Edward Davis was born on March 2, 1922. He was a tenor saxophonist who performed and recorded as Eddie “Lockjaw” Davis. Davis played with Cootie Williams, Lucky Millinder, Andy Kirk, Eddie Bonnemere, Louis Armstrong, and Count Basie, as well as leading his own bands and making many recordings as a leader. He played in the swing, bop, hard bop, Latin jazz, and soul jazz genres. Some of his recordings of the 1940s also could be classified as rhythm and blues. In 1946 his band, Eddie Davis and His Beboppers, featured Fats Navarro (trumpet), Al Haig (piano), Huey Long (guitar), Gene Ramey (string bass), and Denzil Best (drums).

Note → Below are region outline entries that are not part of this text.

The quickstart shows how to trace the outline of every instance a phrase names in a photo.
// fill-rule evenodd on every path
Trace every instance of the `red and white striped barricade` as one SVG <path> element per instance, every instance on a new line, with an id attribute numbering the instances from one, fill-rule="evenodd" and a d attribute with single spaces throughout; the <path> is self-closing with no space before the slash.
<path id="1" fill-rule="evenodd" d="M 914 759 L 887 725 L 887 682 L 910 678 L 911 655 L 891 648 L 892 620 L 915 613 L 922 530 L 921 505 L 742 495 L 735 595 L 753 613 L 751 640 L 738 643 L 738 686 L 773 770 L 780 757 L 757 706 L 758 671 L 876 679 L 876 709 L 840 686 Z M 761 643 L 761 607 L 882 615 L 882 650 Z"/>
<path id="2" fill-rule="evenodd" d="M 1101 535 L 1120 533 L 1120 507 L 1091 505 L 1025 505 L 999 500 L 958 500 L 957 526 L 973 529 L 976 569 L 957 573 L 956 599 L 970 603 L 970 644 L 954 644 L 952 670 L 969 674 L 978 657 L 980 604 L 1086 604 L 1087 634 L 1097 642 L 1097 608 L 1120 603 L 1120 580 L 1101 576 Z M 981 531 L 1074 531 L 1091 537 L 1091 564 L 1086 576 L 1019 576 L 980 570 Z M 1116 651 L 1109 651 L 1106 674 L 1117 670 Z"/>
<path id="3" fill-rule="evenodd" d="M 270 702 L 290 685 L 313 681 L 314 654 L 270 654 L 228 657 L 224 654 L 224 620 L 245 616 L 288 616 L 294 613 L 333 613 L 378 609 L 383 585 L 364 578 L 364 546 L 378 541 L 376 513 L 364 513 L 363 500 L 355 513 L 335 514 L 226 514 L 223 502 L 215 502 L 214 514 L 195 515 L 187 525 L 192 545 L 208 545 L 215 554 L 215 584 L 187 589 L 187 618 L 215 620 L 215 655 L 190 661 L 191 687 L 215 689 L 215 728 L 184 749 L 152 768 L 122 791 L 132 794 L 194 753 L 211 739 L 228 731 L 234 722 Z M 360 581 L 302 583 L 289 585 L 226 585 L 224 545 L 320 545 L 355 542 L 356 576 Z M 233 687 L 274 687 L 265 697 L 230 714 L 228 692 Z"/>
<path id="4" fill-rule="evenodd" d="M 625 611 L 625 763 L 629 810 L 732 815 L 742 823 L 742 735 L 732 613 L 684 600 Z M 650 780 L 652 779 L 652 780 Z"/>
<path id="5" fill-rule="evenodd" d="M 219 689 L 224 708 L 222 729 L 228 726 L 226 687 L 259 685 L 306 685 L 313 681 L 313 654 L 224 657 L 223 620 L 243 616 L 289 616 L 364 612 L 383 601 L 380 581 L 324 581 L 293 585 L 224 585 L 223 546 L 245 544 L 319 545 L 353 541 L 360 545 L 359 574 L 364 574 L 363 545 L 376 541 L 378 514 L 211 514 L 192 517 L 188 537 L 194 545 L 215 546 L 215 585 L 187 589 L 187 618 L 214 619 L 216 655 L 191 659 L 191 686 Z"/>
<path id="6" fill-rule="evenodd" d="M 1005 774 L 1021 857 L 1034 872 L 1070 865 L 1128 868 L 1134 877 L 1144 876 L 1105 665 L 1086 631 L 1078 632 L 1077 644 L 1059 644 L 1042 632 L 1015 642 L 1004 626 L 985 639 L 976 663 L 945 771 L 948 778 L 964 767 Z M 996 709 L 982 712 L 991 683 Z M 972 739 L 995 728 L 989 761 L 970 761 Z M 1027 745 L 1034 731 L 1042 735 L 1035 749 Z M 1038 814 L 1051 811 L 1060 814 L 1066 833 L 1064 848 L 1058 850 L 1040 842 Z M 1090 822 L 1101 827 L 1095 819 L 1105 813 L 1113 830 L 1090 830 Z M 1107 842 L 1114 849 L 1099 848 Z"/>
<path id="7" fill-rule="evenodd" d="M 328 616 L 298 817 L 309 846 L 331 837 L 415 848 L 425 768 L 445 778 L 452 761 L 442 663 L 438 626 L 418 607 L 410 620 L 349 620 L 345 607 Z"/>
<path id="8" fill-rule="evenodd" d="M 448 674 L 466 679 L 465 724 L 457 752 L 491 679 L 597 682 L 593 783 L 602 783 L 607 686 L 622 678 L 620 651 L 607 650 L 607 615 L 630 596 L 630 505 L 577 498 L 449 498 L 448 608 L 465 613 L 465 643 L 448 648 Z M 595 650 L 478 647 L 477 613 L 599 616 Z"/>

In the 1950s he was playing with Sonny Stitt, while from 1960 to 1962 he and fellow tenor saxophonist Johnny Griffin led a quintet. From the mid-60s, Davis and Griffin also performed together as part of The Kenny Clarke-Francy Boland Big Band, along with other, mainly European, jazz musicians.

Davis may be heard playing on the 1973 CBS album Ella Fitzgerald at the Newport Jazz Festival Live at Carnegie Hall on the song “Young Man with a Horn.”

He passed away in Culver City, California on November 3, 1986 at the age of 64.